Abstract
Purpose
The literature describing the pulmonary mechanisms of increasedPA-PaO2 during general anaesthesia was examined to define the role of airway closure and sub-radiological atelectasis.
Source
A Medline search was designed to include articles dealing with the stated purpose, which is thus selective rather than a meta-analysis. The MeSH consisted of the following words: Anesthesia: general / inhalational; Pulmonary gas exchange; Ventilation.perfusion ratio; Lung Physiology; Lung Volume measurements; Closing Volume/Capacity; Functional Residual Capacity; Atelectasis; Diaphragm. Also, Dr H. Rothen and Prof. G. Hedenstierna supplied raw data.
Principal findings
Changes in shape and dimensions of the thorax and abdomen immediately after induction of anaesthesia result in marked alterations in the efficiency of oxygenation. Three pathways can be described: increased effects of airway closure, increased low ventilation: perfusion in dependent lung zones, and frank atelectasis.
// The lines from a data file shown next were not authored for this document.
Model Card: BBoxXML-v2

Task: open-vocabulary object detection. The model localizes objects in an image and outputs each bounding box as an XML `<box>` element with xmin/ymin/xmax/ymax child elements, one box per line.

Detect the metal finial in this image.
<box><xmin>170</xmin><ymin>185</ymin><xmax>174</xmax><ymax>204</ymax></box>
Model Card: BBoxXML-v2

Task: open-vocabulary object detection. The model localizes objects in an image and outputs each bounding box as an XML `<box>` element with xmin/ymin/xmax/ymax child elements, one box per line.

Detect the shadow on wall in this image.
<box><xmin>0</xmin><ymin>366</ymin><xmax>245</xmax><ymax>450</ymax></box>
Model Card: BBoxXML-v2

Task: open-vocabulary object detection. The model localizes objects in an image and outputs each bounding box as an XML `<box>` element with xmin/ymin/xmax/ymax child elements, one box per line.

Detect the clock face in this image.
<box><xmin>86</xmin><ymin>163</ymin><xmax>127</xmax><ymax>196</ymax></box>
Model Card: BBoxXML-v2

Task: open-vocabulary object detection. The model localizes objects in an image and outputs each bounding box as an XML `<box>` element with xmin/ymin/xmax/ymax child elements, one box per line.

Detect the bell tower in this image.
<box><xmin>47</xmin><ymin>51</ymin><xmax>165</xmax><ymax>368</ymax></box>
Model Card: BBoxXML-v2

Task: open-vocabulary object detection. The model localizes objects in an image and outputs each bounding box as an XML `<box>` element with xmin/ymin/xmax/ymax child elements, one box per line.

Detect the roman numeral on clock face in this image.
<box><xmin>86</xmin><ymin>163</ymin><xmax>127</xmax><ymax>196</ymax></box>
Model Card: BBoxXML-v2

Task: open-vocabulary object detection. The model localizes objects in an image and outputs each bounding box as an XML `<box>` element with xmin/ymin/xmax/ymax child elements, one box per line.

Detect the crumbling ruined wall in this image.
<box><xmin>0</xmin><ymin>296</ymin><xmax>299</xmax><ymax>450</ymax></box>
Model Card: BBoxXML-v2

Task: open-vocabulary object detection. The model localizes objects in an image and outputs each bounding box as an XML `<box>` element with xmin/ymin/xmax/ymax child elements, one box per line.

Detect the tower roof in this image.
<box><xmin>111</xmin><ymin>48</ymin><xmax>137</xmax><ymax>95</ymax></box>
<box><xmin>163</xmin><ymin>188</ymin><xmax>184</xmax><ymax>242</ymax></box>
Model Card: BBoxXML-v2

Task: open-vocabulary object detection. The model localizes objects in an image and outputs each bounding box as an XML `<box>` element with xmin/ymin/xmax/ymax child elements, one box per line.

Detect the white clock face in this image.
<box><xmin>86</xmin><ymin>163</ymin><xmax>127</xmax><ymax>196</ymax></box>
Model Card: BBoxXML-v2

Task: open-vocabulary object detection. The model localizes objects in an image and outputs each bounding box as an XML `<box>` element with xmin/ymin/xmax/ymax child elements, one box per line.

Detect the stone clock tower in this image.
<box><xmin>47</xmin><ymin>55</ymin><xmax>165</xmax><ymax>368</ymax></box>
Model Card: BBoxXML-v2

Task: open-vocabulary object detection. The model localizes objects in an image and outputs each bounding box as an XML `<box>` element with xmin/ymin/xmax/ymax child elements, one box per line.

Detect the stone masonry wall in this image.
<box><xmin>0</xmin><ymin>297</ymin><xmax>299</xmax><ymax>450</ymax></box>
The magnitude of the alterations is determined by the patients’ age and body habitus. Some of the changes may carry-over into the postoperative period. The data suggest that increasing tidal volume during anaesthesia will reduce the effects of airway closure and that vital capacity breaths will re-expand atelectatic areas.
Conclusion
Airway closure and atelectasis contribute equally to the increased ventilation: perfusion mismatching that occurs during general anaesthesia.
Résumé
Objectif
La littérature médicale portant sur les mécanismes pulmonaires de l’augmentation de laPA-PaO2 pendant l’anesthésie a été révisée dans le but de préciser le rôle de la fermeture des voies aériennes et de l’atélectasie indétectable par examen radiologique.
Source
La recherche sur Medline était destinée à inclure tous les articles traitant du sujet, donc plutôt une sélection qu ’une méta-analyse. Les mots clés étaient les suivants: Anesthésie: générale par inhalation; Échanges gazeux pulmonaires; Rapport ventilation/perfusion; Physiologie pulmonaire; Mesures des volumes pulmonaires; Volume/capacité de fermeture; Capacité résiduelle fonctionnelle; Atélectasie; Diaphragme. En outre, le Dr H Rothen et le Pr G Hedenstierna ont fourni des données brutes.
Principales observations
Les changements morphologiques et dimensionnels thoraciques survenant immédiatement après l’induction de l’anesthésie altèrent profondément l’efficacité de l’oxygénation. Trois étapes sont décrites: augmentation des effets de la fermeture des voies aériennes, augmentation de la restriction ventilatoire; perfusion des zones pulmonaires inférieures; atélectasie évidente. L’importance des altérations est déterminée par l’âge du patient et son habitus physique. Quelques uns des changements peuvent se perpétuer dans la période postopératoire. Ces données suggèrent que l’augmentation du volume courant pendant l’anesthésie peut réduire les effets de la fermeture des voies aériennes et que les inspirations égales à la capacité vitale permettent la ré-expansion des zones atélectasiées.
Conlusion
La fermeture des voies aériennes et l’atélectasie contribuent également à la perturbation du rapport ventilation/perfusion pendant l’anesthésie générale.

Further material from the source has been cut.